Social as well as economic differences still divide the two halves of the city. According to pollster Manfred Güllner, easterners have a higher divorce rate and live in households with more people, while westerners show a greater tendency to live alone. One academic even complained that Ossis speak more grammatically correct German than Wessis. One way the government is trying to help young people to adjust to the new reality is by holding seminars for teachers on how to impart the unvarnished history of the former East Germany, including the feared secret police known as the Stasi. Some teachers were purged from the system because of past work as informers for the Stasi. But Falco Wekentin, who helps train the teachers, says a new generation of educators has emerged that is genuinely interested in establishing the truth. "They want to understand why the system operated the way it did, why it collapsed, and why it fostered so much evil among its people," he says.

Given the ruthlessness of the police state that existed in East Germany, it can be a surprise to see how many eastern Berliners are now expressing an unvarnished nostalgia for their old way of life, a phenomenon jokingly called Ostalgia. Several thousand people turned out for a huge Ostalgia party in East Berlin last month to mark the anniversary of reunification in 1990. The spectators danced to East German rock bands, watched videotapes of old East German television shows, even quaffed Vita Cola, the communist Coke. "People link the parties to a little melancholy and an opportunity to dive back into a part of their personal life that is gone," says Ralf Heckel, who organizes Ostalgia parties across Germany. "People are able to stand apart from the system now."

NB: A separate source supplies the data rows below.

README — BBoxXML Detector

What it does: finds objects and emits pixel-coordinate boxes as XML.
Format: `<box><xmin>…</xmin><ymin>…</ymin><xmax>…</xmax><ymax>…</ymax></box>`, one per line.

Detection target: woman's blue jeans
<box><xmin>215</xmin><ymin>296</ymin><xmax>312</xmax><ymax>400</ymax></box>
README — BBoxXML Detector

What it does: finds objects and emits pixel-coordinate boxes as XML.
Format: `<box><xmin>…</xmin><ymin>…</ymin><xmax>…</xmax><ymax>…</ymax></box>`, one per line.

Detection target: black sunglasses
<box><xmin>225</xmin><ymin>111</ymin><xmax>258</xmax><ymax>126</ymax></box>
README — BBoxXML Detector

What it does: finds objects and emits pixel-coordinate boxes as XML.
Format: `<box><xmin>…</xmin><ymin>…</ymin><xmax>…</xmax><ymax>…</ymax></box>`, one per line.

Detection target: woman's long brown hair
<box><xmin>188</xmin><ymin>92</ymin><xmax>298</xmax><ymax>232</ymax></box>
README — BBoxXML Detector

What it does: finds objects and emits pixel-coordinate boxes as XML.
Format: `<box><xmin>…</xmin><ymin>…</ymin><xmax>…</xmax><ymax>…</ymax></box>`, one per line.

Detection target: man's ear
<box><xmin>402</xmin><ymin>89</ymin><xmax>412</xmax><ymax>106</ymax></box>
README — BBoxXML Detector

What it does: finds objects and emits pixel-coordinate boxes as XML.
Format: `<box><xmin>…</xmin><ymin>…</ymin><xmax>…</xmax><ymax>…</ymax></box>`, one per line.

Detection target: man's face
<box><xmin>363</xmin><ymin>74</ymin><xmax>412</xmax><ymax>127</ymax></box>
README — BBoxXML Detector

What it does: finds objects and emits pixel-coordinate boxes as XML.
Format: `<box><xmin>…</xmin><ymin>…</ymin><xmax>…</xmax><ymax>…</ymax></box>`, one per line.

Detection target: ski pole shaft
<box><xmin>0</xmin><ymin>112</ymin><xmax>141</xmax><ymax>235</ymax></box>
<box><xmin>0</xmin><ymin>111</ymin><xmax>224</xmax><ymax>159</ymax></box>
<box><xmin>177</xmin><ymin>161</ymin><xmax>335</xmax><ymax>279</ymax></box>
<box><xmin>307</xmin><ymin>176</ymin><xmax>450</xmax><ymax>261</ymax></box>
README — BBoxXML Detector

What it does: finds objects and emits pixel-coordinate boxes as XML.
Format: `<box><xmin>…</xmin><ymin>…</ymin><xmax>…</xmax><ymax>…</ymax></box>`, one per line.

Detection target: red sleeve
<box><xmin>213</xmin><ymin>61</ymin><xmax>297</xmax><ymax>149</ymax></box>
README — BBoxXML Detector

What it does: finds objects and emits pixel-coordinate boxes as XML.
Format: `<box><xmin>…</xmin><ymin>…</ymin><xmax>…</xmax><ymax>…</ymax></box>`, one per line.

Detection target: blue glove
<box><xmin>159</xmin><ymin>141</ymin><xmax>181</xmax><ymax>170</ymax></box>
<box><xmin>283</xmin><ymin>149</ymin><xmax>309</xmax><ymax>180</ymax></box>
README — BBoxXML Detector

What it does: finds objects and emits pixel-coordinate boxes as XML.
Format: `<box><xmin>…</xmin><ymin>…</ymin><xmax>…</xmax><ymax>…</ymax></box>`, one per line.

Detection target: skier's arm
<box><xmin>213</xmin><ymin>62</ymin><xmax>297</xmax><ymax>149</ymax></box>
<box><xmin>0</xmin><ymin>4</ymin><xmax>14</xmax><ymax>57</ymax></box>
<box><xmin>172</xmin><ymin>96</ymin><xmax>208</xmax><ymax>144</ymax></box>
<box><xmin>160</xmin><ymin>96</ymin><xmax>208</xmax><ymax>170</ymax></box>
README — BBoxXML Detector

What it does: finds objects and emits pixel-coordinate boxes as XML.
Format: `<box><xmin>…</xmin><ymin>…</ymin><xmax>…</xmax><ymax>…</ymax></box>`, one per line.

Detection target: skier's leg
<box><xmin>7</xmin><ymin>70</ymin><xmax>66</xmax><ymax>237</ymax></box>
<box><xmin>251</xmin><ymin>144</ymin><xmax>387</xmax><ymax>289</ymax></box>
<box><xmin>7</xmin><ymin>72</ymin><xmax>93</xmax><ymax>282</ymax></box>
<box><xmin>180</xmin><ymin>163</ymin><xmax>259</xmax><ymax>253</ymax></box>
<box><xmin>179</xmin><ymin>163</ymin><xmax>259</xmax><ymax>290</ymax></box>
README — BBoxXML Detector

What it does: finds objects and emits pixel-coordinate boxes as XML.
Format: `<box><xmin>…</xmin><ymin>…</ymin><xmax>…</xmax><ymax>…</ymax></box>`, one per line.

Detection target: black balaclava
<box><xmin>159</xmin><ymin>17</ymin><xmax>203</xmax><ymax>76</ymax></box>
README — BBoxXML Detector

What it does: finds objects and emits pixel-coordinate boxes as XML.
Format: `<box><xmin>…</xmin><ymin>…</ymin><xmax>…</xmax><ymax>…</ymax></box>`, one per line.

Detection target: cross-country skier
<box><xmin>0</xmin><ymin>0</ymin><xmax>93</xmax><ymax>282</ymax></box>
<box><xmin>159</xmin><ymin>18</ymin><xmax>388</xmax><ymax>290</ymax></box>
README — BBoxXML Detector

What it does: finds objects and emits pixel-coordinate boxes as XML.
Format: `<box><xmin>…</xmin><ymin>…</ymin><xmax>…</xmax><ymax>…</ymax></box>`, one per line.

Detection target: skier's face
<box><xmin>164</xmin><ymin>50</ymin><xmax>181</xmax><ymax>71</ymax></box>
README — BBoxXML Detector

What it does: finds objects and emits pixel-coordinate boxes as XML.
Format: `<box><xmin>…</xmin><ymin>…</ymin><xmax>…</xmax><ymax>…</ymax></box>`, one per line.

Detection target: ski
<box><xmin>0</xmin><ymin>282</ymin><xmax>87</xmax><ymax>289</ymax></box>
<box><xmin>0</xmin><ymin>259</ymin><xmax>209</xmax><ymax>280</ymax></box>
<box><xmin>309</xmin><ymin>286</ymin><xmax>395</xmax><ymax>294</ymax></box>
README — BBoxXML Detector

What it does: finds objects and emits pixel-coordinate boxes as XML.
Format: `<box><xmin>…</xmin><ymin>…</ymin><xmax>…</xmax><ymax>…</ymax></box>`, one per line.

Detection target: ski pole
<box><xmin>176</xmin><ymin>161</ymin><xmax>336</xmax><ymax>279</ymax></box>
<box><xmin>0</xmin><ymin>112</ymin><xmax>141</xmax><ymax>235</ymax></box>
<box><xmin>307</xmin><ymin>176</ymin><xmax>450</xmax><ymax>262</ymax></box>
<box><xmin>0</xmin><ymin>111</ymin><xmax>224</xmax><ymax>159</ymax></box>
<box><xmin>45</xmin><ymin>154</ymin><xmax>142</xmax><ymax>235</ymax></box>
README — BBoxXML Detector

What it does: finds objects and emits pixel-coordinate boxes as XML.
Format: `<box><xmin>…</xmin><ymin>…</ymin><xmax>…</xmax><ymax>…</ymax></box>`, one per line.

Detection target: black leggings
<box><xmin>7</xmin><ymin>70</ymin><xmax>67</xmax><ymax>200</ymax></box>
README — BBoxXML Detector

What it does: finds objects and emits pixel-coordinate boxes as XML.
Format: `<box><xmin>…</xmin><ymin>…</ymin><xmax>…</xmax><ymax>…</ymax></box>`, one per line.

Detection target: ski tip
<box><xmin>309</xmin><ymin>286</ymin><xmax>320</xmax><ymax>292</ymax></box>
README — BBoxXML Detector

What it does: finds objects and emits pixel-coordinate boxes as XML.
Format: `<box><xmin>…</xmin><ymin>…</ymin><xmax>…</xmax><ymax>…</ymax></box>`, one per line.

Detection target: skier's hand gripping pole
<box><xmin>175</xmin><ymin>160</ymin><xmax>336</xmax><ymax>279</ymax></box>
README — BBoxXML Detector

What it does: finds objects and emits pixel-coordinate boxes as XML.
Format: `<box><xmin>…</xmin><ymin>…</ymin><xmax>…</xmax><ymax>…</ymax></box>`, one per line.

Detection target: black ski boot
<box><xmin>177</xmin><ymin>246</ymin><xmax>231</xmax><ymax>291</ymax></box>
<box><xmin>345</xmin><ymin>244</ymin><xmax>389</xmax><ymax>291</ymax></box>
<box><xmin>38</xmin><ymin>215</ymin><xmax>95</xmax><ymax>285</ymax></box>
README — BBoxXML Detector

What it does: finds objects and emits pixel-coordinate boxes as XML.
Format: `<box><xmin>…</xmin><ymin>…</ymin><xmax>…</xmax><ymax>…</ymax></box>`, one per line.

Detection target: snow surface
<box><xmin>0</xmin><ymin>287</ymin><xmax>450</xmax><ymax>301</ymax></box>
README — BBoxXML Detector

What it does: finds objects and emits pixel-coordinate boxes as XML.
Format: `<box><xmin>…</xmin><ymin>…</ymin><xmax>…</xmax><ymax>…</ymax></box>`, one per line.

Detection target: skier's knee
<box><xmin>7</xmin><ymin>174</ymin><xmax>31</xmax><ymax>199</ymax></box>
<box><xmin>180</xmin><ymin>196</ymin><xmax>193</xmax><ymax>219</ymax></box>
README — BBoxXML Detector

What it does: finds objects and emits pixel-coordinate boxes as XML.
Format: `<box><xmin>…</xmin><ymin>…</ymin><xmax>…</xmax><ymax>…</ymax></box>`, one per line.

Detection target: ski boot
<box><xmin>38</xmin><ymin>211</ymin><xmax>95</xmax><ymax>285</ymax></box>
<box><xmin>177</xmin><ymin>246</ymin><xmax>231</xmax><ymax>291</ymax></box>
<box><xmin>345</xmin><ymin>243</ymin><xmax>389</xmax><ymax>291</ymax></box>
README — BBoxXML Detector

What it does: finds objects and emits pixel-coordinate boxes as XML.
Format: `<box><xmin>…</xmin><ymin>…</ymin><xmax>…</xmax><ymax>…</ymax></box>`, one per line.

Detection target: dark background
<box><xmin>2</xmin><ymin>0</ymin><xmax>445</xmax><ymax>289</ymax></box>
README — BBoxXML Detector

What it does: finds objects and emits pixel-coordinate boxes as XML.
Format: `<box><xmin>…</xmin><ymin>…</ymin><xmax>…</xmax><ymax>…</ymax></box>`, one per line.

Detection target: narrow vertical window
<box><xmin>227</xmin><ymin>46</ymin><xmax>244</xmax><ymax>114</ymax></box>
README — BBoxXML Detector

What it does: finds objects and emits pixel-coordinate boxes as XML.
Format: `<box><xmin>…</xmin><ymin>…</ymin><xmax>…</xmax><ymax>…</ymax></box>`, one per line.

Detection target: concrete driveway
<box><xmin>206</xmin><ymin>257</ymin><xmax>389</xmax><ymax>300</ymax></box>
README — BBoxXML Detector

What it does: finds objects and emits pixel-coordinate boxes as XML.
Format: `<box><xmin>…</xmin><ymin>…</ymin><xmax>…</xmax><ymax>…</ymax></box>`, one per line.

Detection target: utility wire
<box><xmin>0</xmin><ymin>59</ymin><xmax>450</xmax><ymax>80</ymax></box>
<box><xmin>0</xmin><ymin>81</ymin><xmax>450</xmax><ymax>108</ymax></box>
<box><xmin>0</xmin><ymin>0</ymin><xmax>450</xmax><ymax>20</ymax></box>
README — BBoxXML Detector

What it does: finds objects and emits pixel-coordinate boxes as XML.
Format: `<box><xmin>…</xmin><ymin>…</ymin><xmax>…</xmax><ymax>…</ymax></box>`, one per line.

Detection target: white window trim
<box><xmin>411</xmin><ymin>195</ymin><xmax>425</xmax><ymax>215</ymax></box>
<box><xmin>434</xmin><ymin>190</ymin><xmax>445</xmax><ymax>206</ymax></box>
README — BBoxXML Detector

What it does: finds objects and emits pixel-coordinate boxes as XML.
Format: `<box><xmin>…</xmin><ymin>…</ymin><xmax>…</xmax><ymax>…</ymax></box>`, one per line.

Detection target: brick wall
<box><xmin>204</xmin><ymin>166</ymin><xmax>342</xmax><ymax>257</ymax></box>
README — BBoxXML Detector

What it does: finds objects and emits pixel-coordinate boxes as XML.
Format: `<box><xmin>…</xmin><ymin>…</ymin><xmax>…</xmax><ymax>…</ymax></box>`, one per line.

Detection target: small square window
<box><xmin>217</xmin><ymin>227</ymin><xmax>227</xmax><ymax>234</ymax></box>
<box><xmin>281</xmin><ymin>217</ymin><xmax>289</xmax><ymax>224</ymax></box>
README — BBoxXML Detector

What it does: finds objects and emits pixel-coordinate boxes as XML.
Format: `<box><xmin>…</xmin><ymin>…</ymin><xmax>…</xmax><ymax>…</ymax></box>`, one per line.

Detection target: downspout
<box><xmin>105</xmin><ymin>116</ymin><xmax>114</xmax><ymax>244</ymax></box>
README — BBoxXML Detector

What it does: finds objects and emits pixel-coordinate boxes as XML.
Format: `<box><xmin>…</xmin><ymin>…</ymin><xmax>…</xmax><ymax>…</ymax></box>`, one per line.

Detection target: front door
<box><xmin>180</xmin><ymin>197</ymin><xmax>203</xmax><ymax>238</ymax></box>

The German government has spent about $800 billion on reunification in the last decade, much of it to upgrade the collapsing infrastructure in the east. That works out as $12,000 in taxes for every western German man, woman and child. Not surprisingly, having spent such a huge sum, many westerners regard eastern disappointment as ingratitude. "After billions of marks in financial help, they complain about inequality and still vote for the communists," said Kurt Nolte, a teacher in western Berlin. "Haven't they learned anything in 10 years?"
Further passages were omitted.